4. There are some minor differences between the Australian states in terms of the Fair Trading Acts, which mirror Part V of the Trade Practices Act. It is also necessary for the states to ensure that a consumer in Perth, for example, can pursue redress even if they bought a product from a web-site based in Melbourne. The Ministerial Council on Consumer Affairs is currently addressing this matter. There is another critical issue concerning risk allocation under the law specifically in regard to electronic authentication. There are proposals, for example, which would shift the risk (in other words who bears the cost) of a forged digital signature completely to the consumer or small business enterprise. For more details on this issue see: in Australia, the web site of the federal Attorney General, <http://www.law.gov.au/ecommerce/> and in the US, <http://www.badsoftware.com> .

5. The OECD guidelines can be found at <http://www.oecd.org> .

6. A jurisdiction of convenience could be exemplified by a company establishing itself legally in a country that has no consumer protection laws.

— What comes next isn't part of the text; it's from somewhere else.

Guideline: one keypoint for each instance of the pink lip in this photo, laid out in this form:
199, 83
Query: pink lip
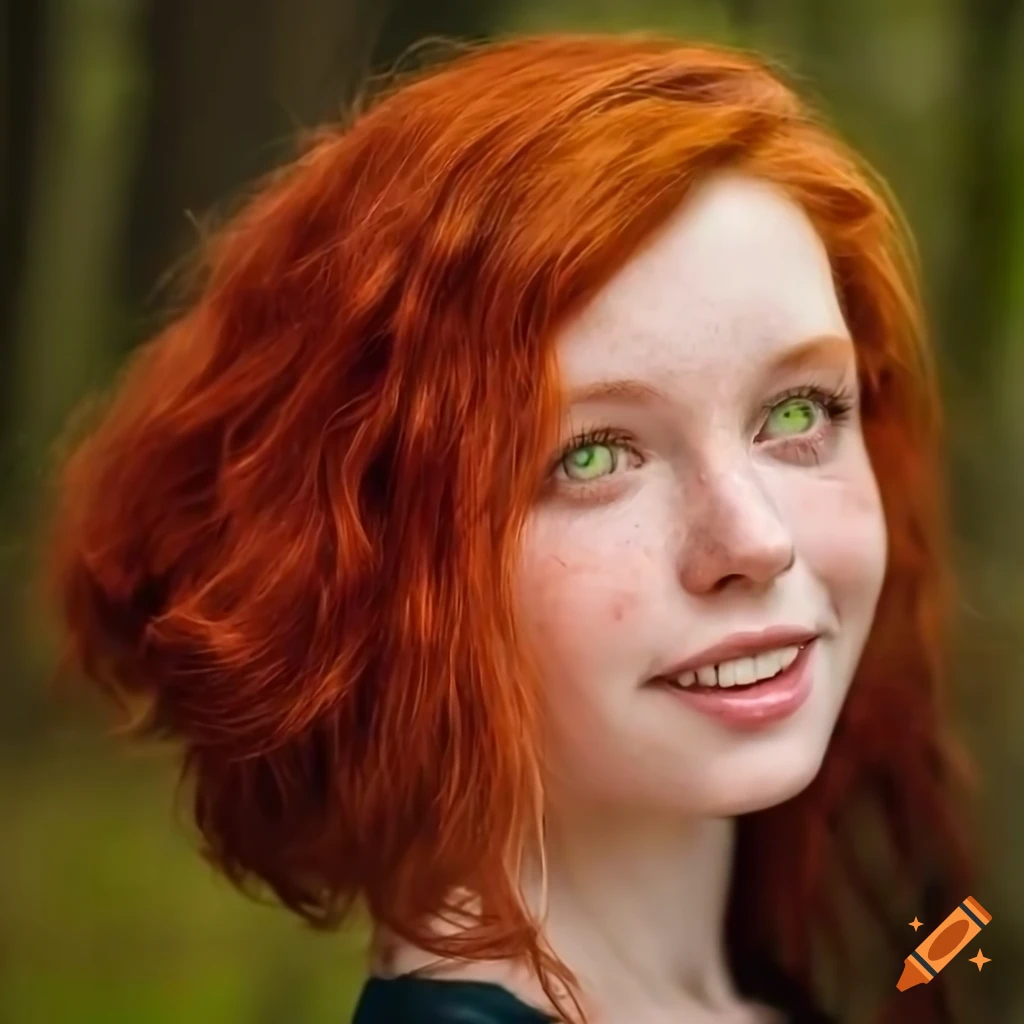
758, 705
741, 645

Consumers shopping with such a company would have no rights they could attempt to enforce in the event of receiving a defective good, for example. While it may seem unlikely that jurisdictions of convenience would be used just to avoid consumer protection law, such practices already exist in the shipping industry, for example, to limit legal liabilities. Already, a number of web companies have successfully lobbied to limit taxation on web-sites on the basis that they can easily move themselves to an alternative jurisdiction to avoid such taxation. Should this practice become commonplace, a side effect may be a significant increase in e-commerce based in jurisdictions without appropriate consumer protection law.